Since you are already running DC,I believe you have "block control" to be able to run more than one train at a time meaning you have to constantly throw switches to handle the current from one or more power packs to selected tracks on the layout...DCC means the end of this...no more switch throwing,so these switches are removed so the current is every where on the layout all the time.You can still operate DCC with all the switches so they can be removed and replaced by jumpers one at a time...doing this also allows to remove lengths of wire that then become useless,thus simplifying the layout's wiring greatly.

It may seem daunting but it's not,really.Just proceed slowly,one step at a time.DCC has so many advantages that it's wrthed the effort.I think you'll have other questions coming up...ask away...that's what this forum is for.


----------



## DonR (Oct 18, 2012)

Tr1

As Jake says, if you are running good as DC, you won't have to
do anything to your track or wiring to go DCC. Just set all of
your track switches to ON and forget them. (I'd keep 'em. You
may want to park a loco on some track and depower it. You use
your existing switch and turn off that track.)

The DCC controller connects to where your old Power Packs did,
through the switches if it was wired that way. But it keeps the same
voltage on the track at all times. Loco and car lights stay on and do not
dim on slower speeds.

The only real work is adding the decoders to your old DC locos.

One caution: If you have any trackside lights or devices powered
by the track they may need to be modified with a simple diode or
resistor. Those are better served by a separate power source, however.

Don


----------



## tr1 (Mar 9, 2013)

Thank you gentlemen for your kind words of encouragement. I will proceed with caution.
Reguards,
tr1


----------



## tr1 (Mar 9, 2013)

*Need to convert to DCC.What is the least difficult way?*

does a common rail track matter with DCC? The layout I'm referring about is of atlas
design and components. Block switches selectors, along with turnout motors. What is the most prudent way for conversion to DCC?
Eventually I'm planning for a PC automated control.:dunno:Thank you in advance.


----------



## CTValleyRR (Jul 26, 2014)

Actually, it's not that daunting at all. For most sets, it's as easy as disconnecting the power feeds from your existing DC pack and connecting to the output of your DCC unit, then installing a decoder in one or more of your locomotives.

if you have a lot of old engines, this may involve a fair bit of soldering, but most new stuff is plug and play.

The only thing that will complicate the wiring a bit is things like multiple blocks, reverse loops, etc. You may have to remove switches or permanently align them to avoid shorts.


----------



## DonR (Oct 18, 2012)

tr1 said:


> does a common rail track matter with DCC? The layout I'm referring about is of atlas
> design and components. Block switches selectors, along with turnout motors. What is the most prudent way for conversion to DCC?
> Eventually I'm planning for a PC automated control.:dunno:Thank you in advance.

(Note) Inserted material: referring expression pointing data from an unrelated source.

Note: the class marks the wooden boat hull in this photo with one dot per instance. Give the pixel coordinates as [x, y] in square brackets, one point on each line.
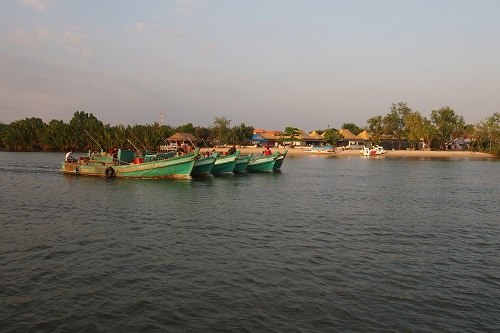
[203, 166]
[242, 163]
[175, 167]
[279, 161]
[225, 164]
[262, 163]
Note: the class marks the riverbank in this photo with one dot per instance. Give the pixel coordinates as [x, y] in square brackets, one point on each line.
[391, 153]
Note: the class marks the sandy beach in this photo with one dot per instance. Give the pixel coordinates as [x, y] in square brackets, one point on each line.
[392, 153]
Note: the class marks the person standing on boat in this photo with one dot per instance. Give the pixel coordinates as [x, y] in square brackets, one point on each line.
[114, 153]
[231, 150]
[69, 157]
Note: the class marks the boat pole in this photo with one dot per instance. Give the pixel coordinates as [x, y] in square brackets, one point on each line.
[137, 139]
[137, 150]
[93, 139]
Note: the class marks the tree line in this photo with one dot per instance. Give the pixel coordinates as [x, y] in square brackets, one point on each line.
[84, 131]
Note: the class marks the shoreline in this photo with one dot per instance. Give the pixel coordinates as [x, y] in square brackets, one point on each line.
[389, 153]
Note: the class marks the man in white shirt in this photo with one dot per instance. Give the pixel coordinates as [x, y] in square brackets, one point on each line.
[69, 157]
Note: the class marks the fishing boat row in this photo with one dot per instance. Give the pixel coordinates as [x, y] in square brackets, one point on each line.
[126, 164]
[374, 150]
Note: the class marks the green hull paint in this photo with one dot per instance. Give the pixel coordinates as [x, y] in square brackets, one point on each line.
[279, 161]
[203, 166]
[175, 167]
[242, 162]
[262, 163]
[225, 164]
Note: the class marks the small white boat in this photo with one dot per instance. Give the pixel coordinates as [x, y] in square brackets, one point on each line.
[319, 149]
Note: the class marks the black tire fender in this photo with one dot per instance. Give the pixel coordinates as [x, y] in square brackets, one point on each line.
[110, 172]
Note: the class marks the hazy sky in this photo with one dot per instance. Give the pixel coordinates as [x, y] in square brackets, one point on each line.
[266, 63]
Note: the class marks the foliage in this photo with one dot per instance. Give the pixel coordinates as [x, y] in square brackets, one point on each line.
[395, 122]
[487, 133]
[353, 128]
[290, 134]
[240, 134]
[376, 128]
[332, 136]
[221, 130]
[447, 124]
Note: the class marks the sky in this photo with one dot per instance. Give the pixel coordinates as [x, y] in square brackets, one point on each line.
[310, 64]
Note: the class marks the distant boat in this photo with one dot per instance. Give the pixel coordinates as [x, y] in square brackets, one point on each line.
[242, 163]
[262, 163]
[279, 161]
[375, 150]
[203, 165]
[225, 164]
[319, 149]
[127, 165]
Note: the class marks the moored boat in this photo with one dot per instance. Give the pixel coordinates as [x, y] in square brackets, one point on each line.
[242, 163]
[375, 150]
[129, 166]
[264, 163]
[319, 149]
[225, 164]
[203, 165]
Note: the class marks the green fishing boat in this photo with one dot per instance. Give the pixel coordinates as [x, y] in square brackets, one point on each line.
[241, 163]
[203, 165]
[279, 161]
[262, 163]
[225, 164]
[127, 165]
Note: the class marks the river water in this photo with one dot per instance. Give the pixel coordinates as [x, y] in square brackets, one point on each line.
[327, 245]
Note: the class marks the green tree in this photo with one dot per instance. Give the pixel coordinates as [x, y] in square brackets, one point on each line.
[221, 129]
[353, 128]
[395, 122]
[487, 133]
[25, 134]
[291, 134]
[447, 123]
[204, 134]
[85, 130]
[240, 134]
[414, 128]
[188, 128]
[376, 128]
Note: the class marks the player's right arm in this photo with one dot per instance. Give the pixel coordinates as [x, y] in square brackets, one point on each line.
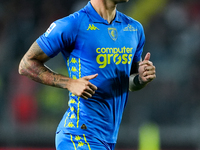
[32, 65]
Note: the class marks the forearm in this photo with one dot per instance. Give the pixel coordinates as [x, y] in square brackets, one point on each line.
[38, 72]
[135, 83]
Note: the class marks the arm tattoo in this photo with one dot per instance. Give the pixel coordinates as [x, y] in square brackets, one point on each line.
[32, 66]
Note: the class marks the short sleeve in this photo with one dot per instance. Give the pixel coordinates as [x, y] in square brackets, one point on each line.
[59, 36]
[141, 41]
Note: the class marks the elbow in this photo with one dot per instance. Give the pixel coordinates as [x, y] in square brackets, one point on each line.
[21, 68]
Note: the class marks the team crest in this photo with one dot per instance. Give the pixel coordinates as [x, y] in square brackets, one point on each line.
[113, 33]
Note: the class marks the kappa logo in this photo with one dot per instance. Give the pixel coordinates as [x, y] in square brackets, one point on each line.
[129, 28]
[113, 33]
[52, 26]
[92, 27]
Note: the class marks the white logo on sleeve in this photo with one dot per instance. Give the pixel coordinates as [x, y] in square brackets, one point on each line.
[52, 26]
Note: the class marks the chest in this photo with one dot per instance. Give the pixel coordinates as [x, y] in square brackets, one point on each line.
[106, 44]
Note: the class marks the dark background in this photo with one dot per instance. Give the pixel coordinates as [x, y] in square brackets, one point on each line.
[30, 112]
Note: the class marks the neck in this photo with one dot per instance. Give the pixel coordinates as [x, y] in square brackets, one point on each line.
[105, 8]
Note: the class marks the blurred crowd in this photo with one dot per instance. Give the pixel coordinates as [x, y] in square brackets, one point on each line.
[172, 37]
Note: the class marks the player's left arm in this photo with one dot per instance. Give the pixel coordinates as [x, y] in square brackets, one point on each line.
[142, 73]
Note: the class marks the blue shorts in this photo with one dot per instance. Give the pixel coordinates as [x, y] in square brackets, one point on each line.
[66, 141]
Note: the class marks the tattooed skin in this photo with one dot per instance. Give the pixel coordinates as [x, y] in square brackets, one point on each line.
[32, 66]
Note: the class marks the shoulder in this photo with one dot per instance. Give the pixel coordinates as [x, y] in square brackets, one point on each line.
[129, 20]
[72, 21]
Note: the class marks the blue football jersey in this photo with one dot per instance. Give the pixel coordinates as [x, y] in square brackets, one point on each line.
[90, 45]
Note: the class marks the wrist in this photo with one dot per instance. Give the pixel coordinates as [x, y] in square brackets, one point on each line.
[138, 81]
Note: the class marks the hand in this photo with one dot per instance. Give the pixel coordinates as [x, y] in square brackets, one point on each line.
[146, 70]
[82, 87]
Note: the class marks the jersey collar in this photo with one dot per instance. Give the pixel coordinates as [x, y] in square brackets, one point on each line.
[96, 18]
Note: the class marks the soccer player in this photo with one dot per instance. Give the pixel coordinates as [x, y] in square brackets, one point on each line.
[102, 49]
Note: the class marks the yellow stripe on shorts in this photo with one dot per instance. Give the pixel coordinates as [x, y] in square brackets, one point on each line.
[86, 142]
[73, 142]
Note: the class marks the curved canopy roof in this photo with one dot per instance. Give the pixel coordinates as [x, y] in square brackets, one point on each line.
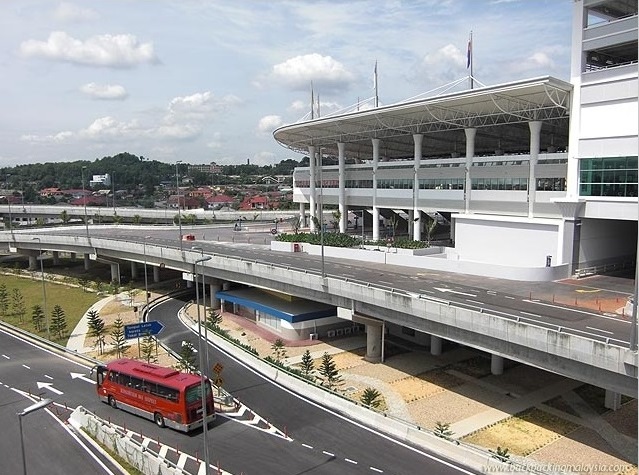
[500, 113]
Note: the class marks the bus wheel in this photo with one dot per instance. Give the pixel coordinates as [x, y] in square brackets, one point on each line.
[159, 420]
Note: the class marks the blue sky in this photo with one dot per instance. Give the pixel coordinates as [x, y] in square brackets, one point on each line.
[207, 80]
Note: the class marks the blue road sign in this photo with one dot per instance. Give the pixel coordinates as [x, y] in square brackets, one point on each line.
[137, 330]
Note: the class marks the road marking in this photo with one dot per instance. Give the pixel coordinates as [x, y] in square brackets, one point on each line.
[441, 289]
[600, 330]
[50, 387]
[82, 377]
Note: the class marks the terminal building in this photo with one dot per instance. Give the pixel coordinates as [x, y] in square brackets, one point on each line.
[539, 174]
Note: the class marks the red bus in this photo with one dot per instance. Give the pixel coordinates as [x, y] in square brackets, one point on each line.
[163, 395]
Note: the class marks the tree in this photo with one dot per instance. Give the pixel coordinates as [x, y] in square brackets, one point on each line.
[371, 397]
[96, 329]
[186, 358]
[37, 317]
[279, 350]
[442, 429]
[4, 299]
[117, 338]
[307, 364]
[147, 348]
[58, 323]
[19, 307]
[329, 372]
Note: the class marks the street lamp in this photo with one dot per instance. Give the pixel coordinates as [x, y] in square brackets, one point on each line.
[202, 363]
[177, 189]
[146, 282]
[9, 203]
[84, 199]
[34, 407]
[44, 292]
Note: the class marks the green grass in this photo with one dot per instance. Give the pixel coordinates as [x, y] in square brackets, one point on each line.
[74, 302]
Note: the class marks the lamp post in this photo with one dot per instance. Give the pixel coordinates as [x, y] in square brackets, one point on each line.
[44, 292]
[9, 203]
[177, 190]
[84, 199]
[202, 363]
[34, 407]
[146, 283]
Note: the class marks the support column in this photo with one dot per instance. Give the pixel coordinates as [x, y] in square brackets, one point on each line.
[115, 275]
[612, 400]
[343, 211]
[375, 208]
[215, 287]
[496, 364]
[435, 345]
[313, 193]
[535, 140]
[417, 220]
[373, 343]
[470, 154]
[33, 262]
[302, 216]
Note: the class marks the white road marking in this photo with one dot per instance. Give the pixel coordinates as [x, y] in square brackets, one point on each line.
[600, 330]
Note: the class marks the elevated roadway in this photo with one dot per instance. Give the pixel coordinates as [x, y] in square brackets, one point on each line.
[491, 315]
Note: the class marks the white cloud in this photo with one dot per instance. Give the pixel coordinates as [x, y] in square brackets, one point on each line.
[68, 12]
[104, 91]
[325, 72]
[269, 123]
[115, 51]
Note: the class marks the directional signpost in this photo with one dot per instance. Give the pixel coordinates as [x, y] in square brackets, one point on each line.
[142, 329]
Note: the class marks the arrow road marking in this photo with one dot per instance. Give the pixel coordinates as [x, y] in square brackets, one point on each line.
[82, 377]
[50, 387]
[454, 292]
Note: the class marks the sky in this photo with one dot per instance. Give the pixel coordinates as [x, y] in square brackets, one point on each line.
[209, 80]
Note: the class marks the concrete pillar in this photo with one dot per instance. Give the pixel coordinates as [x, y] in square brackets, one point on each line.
[313, 193]
[612, 400]
[496, 364]
[470, 153]
[302, 216]
[373, 343]
[341, 147]
[435, 345]
[215, 287]
[535, 140]
[417, 221]
[33, 262]
[115, 275]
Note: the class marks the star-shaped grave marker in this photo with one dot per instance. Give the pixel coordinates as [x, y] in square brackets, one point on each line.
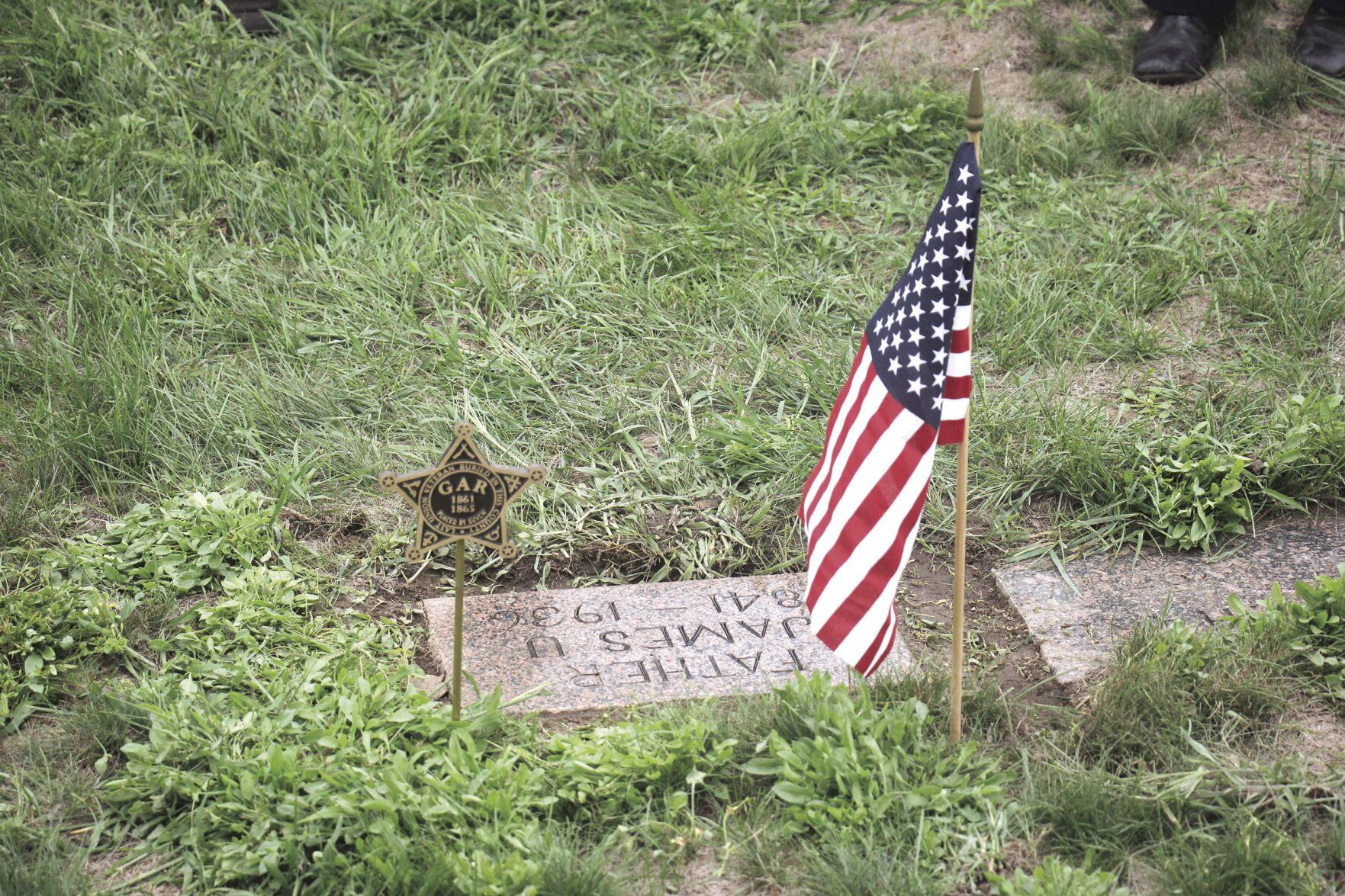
[463, 496]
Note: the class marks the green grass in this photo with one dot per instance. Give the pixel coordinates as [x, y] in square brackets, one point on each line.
[294, 262]
[271, 740]
[243, 276]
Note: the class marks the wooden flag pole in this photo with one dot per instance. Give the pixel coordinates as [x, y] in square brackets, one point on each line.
[459, 575]
[976, 121]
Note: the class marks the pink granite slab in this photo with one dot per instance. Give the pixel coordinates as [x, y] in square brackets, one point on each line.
[624, 644]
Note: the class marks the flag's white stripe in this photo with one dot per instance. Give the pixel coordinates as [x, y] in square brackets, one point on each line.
[874, 467]
[869, 404]
[876, 542]
[848, 399]
[955, 409]
[861, 637]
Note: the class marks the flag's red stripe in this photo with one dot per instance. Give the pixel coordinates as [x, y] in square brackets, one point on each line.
[877, 642]
[957, 387]
[849, 614]
[953, 431]
[865, 517]
[869, 376]
[881, 660]
[879, 422]
[832, 420]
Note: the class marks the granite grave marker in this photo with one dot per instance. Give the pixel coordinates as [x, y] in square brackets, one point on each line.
[615, 646]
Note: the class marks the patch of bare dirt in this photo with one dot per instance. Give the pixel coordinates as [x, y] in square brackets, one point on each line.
[1318, 739]
[703, 875]
[999, 644]
[896, 45]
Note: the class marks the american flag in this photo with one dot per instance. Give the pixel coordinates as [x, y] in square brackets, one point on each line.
[908, 390]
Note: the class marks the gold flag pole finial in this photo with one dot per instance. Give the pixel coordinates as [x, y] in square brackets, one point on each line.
[976, 105]
[976, 123]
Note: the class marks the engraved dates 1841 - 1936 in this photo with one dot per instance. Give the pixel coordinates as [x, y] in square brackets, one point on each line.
[613, 646]
[724, 634]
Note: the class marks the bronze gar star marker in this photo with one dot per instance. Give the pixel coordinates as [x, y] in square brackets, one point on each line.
[462, 498]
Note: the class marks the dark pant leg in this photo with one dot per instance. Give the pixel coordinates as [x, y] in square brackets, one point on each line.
[1218, 7]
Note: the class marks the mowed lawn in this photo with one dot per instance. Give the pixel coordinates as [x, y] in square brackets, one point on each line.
[636, 241]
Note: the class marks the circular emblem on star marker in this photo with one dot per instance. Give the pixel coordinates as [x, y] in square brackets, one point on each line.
[463, 498]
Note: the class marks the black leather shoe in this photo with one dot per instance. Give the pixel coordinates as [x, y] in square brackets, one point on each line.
[1321, 40]
[1176, 50]
[252, 14]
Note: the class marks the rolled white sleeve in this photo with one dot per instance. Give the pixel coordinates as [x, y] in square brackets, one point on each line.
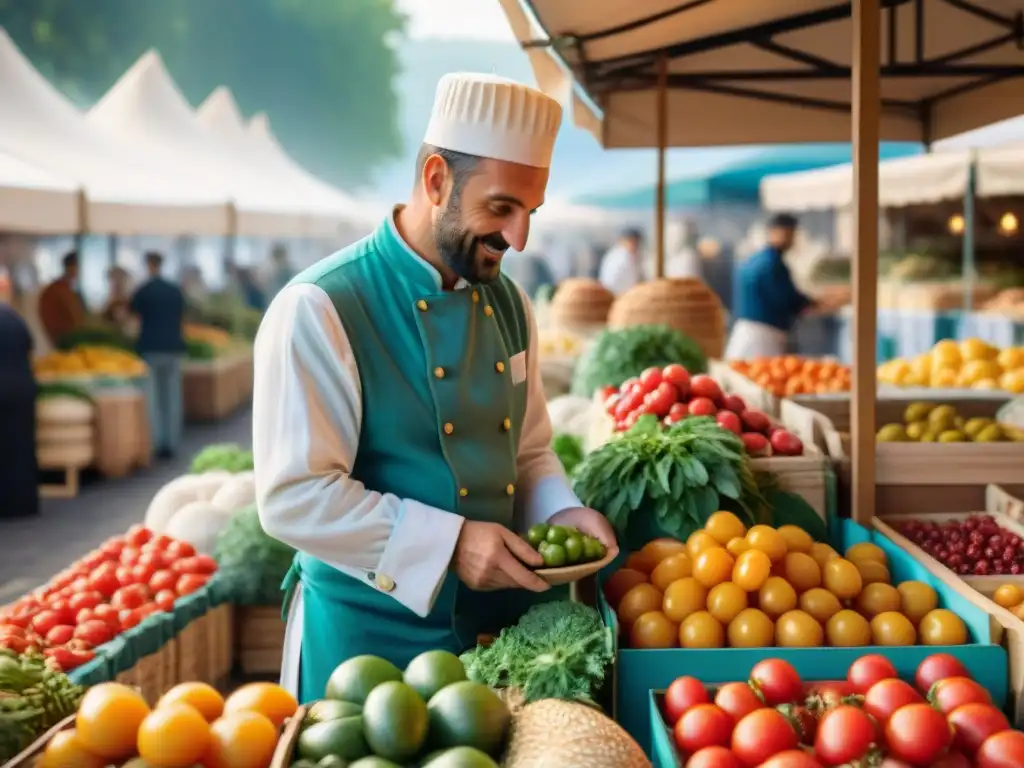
[542, 485]
[306, 420]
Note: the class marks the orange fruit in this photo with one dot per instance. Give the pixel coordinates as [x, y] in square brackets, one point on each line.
[245, 739]
[639, 600]
[108, 720]
[173, 736]
[713, 566]
[683, 598]
[672, 569]
[266, 698]
[620, 583]
[203, 696]
[653, 630]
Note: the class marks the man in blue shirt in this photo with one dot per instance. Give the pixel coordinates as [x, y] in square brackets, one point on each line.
[766, 302]
[160, 306]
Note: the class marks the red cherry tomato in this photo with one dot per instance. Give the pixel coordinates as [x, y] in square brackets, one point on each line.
[869, 670]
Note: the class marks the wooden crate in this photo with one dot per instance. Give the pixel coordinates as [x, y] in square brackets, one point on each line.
[259, 639]
[1008, 630]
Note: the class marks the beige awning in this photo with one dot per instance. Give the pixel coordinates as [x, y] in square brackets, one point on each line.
[760, 72]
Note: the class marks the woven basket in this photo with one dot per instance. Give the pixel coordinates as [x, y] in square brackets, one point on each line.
[683, 303]
[581, 304]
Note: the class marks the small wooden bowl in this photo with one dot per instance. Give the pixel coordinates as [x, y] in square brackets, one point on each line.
[569, 573]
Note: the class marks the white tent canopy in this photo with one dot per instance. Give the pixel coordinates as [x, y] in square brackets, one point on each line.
[36, 202]
[145, 112]
[125, 193]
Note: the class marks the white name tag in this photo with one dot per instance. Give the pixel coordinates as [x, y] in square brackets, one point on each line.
[518, 366]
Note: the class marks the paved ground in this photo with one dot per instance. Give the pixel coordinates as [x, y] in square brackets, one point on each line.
[33, 550]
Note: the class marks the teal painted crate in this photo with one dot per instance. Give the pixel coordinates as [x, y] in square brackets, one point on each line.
[639, 672]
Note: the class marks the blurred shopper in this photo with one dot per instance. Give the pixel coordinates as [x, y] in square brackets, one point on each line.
[622, 267]
[18, 472]
[60, 307]
[160, 306]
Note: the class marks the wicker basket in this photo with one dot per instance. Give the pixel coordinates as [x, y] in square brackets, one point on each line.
[683, 303]
[581, 304]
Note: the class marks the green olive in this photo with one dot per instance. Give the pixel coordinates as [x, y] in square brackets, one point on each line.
[554, 556]
[537, 534]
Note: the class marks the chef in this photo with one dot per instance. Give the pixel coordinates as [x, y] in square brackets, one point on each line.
[400, 432]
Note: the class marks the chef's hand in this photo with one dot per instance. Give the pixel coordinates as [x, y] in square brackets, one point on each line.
[590, 522]
[488, 556]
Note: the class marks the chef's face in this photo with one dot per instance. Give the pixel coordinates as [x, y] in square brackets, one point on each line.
[484, 212]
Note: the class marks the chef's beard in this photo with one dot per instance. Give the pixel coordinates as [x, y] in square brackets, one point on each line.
[463, 251]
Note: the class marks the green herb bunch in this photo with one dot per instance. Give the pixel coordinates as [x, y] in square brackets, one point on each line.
[677, 476]
[616, 355]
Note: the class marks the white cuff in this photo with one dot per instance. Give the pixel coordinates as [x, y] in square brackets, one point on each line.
[550, 496]
[417, 556]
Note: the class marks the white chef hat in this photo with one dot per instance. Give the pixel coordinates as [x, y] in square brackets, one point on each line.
[493, 117]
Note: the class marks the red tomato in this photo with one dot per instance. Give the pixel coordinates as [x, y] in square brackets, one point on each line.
[165, 599]
[762, 734]
[951, 692]
[918, 734]
[938, 667]
[163, 580]
[886, 696]
[1001, 751]
[973, 723]
[846, 734]
[137, 536]
[59, 634]
[869, 670]
[95, 632]
[713, 757]
[738, 699]
[776, 681]
[684, 693]
[190, 583]
[704, 725]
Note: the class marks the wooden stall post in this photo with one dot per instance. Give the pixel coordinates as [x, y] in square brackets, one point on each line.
[865, 103]
[663, 140]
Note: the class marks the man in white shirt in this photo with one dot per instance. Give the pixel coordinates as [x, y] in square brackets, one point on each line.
[400, 432]
[622, 267]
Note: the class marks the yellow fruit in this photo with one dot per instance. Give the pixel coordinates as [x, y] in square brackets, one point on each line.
[866, 551]
[878, 598]
[842, 579]
[795, 629]
[683, 598]
[820, 603]
[776, 596]
[797, 540]
[916, 598]
[801, 570]
[725, 525]
[713, 566]
[700, 630]
[726, 601]
[751, 570]
[1009, 596]
[767, 540]
[941, 627]
[672, 569]
[848, 630]
[752, 629]
[893, 629]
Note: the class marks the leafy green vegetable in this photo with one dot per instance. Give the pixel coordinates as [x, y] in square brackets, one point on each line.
[227, 456]
[568, 449]
[558, 649]
[615, 355]
[672, 479]
[252, 565]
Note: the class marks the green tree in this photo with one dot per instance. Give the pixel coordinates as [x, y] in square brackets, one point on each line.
[323, 70]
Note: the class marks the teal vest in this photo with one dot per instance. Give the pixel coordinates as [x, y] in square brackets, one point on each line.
[441, 420]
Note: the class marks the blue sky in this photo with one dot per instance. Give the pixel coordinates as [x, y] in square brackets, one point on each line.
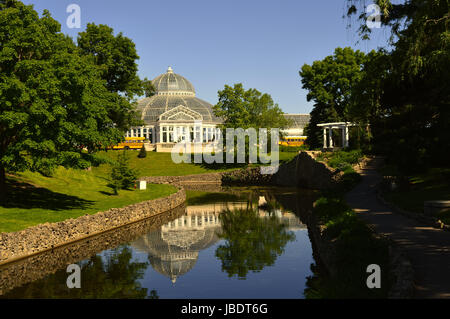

No common rail is not a problem. The reason is, all of your rails
will be powered all of the time through your original Atlas wiring
and switches.

As has been noted, You will disconnect your DC power packs from
all track circuits. (use them to power turnouts and accessories)
you will set yourAtlas power pack selector switches
to, for example, power pack A. Connect the 2 wires from your DCC
controller to the Atlas A input terminals. That should then power all
of your tracks. Put a DCC loco on the rails, punch the button for 
it's 'address' and turn up the speed control. Wow. You are now
a DCC operator.

You can now do things you could not do with DC. Like, for example,
running two trains on the same track in opposite directions. Or
watching your passenger train take the main oval while you
switch cars in your yard all with one controller and without
throwing complex switches. Later you might want to add a
hand held controller. That way you could control one or more
trains and a family member or bud could run others without
interference between them.

Don


----------